Ms Fitzgerald said the system has been dramatically reformed.
“What I said, when I answered it in the Dáil, was that we have a new system in place, we have a judge looking at it at the end of the year,” she said.
“What we have is in every case where a garda who is driving their own private vehicle has penalty points written off is it is to go to the DPP for a decision. Now if it goes to the DPP and she says ‘no they are not being written off’ but we haven’t had an incident of that.
“But sometimes I, in the Dáil, I get very dramatised descriptions of what happened, under privilege, but of course when you go to check it out the facts can be quite different.”
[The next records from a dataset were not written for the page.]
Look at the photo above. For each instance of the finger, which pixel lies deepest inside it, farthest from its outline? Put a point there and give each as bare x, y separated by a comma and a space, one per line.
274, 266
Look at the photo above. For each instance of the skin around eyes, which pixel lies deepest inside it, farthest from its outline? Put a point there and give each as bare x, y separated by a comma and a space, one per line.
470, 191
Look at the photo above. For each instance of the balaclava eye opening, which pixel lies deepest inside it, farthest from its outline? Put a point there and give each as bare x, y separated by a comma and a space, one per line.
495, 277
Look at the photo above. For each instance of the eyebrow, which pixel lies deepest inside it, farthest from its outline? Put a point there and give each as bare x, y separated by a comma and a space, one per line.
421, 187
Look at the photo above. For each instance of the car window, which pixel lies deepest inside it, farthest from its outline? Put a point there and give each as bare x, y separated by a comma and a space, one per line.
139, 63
Contacted by the Irish Examiner last night, Mr Mac Lochlainn repeated the allegation that a Garda superintendent had penalty points wiped from his licence while driving his own car in July.
He said the individual has had a number of other penalty points wiped from his personal car in recent years, naming the dates, and said in each case he has used the rarely stated section of the Road Traffic Act 2010 that officers are exempt from the penalties if they are using their personal car to respond to an emergency at the time.
Mr MacLochlainn declined to provide the information in his possession to Ms Fitzgerald or the Department of Justice this week, saying the Department has “profoundly failed” to examine similar issues in the past.
The Donegal North-East TD said he will go directly to the Garda inspectorate on Tuesday to provide the information to the organisation and ask it to begin its own investigation — a move it can make without the department’s authorisation in certain circumstances.
While the penalty points saga caused a political crisis last year, the Coalition has insisted independent investigations have fully resolved the controversy.